I’d certainly suggest some reading for an historical overview, something like Moorman’s HISTORY OF THE CHURCH IN ENGLAND, for a general history of the Church, from it’s murky origins in England around 200 AD, and Scarisbrick’s HENRY VIII, for a detailed look at the moment of fracture between the Roman Catholic Church and what Anglicans tend to call the Church in England. But yes, at the time of Osmund of Salisbury, England was Roman Catholic. And up to the point at which Henry VIII, for a complex set of reasons, made a break with Rome, in 1534, remained so.
Like all of history, it’s complex and full of details that folks can chew over and have a fine row about. I’ve been known to do that, myself. But it’s not easy to get one’s arms around, in detail, in a venue like this, in such a large chunk…
Stumbling blocks, for those that find there to be such, are generally related to what one must affirm to be considered in communion with Rome, which Anglicans, generally, do not so affirm.
Complicated. But if any more manageable questions might suggest themselves, I’d have a shot. As I said, I’ve done that before.
From my perspective (and I know this is not an official teaching of the Catholic Church, but I believe it helps), one loses their Apostolic Succession not just when the laying on of hands is broken, but also when the orthodoxy of the faith is lost. It’s not just a legalistic matter of Bishop-hand-on-Bishop-Elect-head, but when anyone (even an archbishop or a patriarch) loses the truth of the faith - which is MUCH more important - they automatically lose their apostolic succession. This is also what the Orthodox Church teaches.

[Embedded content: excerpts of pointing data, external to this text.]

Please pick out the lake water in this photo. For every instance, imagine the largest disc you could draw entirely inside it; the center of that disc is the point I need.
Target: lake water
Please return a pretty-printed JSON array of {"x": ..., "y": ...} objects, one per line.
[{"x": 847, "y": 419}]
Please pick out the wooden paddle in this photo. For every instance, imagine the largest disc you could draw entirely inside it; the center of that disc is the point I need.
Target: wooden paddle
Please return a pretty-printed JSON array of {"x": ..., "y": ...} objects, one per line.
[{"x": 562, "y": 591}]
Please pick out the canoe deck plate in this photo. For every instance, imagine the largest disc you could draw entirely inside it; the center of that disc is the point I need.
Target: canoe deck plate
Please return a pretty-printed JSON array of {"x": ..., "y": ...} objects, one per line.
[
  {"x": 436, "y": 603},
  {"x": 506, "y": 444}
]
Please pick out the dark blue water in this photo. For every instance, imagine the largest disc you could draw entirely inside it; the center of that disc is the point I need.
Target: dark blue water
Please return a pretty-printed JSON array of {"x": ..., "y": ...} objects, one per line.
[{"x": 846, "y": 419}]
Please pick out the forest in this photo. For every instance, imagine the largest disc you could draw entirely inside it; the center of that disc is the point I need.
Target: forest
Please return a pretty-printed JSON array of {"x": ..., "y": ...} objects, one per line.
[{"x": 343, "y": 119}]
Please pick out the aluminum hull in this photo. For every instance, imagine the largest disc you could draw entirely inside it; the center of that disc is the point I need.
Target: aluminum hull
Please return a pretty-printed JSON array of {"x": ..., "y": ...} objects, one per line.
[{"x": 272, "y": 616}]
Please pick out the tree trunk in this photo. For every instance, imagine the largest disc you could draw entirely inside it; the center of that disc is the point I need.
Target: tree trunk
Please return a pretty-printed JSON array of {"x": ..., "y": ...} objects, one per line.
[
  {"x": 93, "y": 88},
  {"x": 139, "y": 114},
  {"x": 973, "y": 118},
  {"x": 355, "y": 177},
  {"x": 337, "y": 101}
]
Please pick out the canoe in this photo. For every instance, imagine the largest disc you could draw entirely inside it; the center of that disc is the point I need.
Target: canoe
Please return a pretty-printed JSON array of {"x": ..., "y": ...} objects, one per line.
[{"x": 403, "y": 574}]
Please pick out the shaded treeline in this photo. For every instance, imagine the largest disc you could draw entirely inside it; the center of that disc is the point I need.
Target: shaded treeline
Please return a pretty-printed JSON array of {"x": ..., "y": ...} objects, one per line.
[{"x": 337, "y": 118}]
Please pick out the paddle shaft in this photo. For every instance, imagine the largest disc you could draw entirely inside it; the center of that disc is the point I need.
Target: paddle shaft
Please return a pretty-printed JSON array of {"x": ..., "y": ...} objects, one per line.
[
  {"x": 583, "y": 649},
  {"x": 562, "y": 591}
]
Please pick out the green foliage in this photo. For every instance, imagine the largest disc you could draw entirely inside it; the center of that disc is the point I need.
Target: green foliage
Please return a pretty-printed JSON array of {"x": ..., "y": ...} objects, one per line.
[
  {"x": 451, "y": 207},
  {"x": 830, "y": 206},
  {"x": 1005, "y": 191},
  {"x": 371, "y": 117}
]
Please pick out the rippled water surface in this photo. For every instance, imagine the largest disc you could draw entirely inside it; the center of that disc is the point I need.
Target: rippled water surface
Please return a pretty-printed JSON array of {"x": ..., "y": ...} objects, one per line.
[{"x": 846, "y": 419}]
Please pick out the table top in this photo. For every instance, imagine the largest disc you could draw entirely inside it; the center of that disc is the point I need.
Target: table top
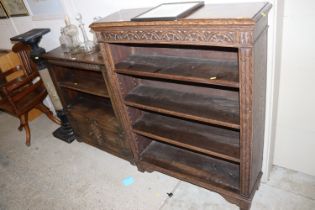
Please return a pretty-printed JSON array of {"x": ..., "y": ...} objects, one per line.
[{"x": 240, "y": 13}]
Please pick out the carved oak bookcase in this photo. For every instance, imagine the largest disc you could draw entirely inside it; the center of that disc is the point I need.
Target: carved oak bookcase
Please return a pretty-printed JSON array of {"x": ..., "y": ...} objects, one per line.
[
  {"x": 191, "y": 93},
  {"x": 84, "y": 96}
]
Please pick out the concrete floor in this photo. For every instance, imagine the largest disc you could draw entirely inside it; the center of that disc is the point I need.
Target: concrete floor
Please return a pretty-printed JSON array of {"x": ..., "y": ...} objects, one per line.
[{"x": 54, "y": 175}]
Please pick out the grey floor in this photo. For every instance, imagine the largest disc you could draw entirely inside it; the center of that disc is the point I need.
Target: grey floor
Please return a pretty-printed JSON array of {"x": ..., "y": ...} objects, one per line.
[{"x": 54, "y": 175}]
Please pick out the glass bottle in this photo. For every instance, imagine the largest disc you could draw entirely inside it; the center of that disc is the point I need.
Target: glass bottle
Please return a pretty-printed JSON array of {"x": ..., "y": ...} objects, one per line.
[
  {"x": 88, "y": 45},
  {"x": 73, "y": 33},
  {"x": 65, "y": 41}
]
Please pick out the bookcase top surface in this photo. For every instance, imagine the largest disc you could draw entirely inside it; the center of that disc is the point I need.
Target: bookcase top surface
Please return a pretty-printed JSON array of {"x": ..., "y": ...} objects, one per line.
[
  {"x": 59, "y": 54},
  {"x": 240, "y": 13}
]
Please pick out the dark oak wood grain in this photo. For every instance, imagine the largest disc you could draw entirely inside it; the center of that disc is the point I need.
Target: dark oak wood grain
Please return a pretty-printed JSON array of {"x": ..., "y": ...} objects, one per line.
[
  {"x": 182, "y": 69},
  {"x": 80, "y": 84},
  {"x": 205, "y": 108},
  {"x": 191, "y": 93},
  {"x": 215, "y": 141},
  {"x": 189, "y": 163}
]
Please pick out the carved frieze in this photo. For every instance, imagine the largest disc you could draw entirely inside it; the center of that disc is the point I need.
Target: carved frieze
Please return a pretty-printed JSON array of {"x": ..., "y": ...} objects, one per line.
[{"x": 176, "y": 35}]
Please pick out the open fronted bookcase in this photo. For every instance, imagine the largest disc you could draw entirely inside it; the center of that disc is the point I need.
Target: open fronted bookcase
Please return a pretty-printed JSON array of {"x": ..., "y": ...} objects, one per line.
[{"x": 191, "y": 94}]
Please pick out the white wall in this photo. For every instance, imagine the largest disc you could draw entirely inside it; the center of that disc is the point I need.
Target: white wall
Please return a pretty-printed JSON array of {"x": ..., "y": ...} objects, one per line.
[
  {"x": 92, "y": 8},
  {"x": 295, "y": 135}
]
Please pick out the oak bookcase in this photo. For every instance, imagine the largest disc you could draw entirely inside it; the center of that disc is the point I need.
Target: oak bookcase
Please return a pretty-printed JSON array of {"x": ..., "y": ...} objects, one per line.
[
  {"x": 87, "y": 104},
  {"x": 191, "y": 93}
]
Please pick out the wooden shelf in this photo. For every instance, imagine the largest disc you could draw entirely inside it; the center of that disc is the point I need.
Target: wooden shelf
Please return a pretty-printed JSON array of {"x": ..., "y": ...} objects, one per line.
[
  {"x": 219, "y": 142},
  {"x": 100, "y": 110},
  {"x": 88, "y": 86},
  {"x": 216, "y": 110},
  {"x": 205, "y": 71},
  {"x": 193, "y": 165}
]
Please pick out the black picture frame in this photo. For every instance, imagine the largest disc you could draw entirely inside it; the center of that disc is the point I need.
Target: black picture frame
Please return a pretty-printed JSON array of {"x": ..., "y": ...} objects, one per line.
[
  {"x": 3, "y": 13},
  {"x": 15, "y": 8},
  {"x": 169, "y": 17}
]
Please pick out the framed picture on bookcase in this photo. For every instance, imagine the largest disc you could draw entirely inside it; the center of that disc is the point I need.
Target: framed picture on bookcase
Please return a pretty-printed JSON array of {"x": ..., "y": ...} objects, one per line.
[{"x": 14, "y": 8}]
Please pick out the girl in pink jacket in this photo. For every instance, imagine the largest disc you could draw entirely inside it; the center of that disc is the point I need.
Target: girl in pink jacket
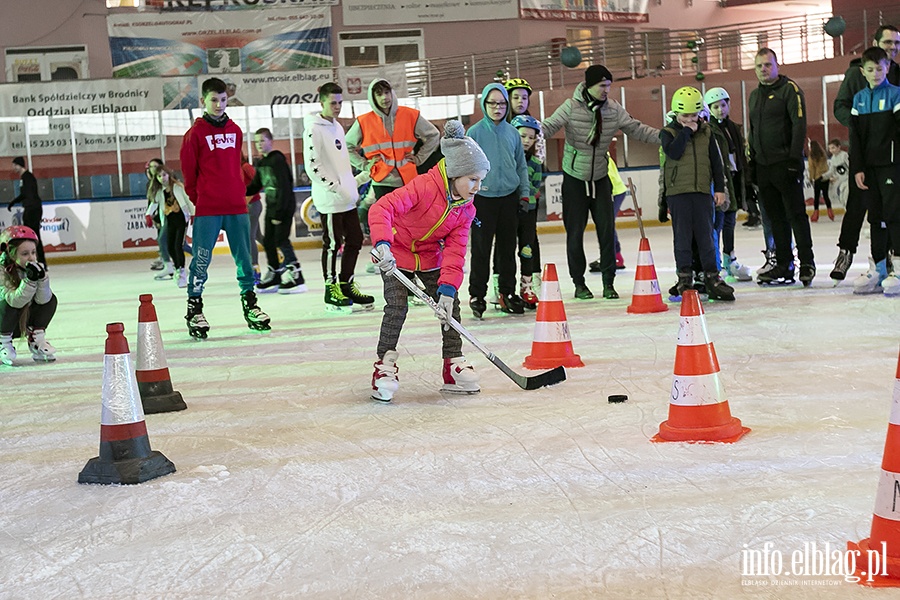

As you likely recognize, that is not the case with the judgment in Apostolicae Curae, which concerns the sacramental validity of the form and the intent (of certain persons using that form) in Anglican ordinations and consecrations, the particular subject of the thread. Nor is it generally the case for the RCC in making such judgments, as can be seen in Ott, FUNDAMENTALS OF CATHOLIC DOGMA.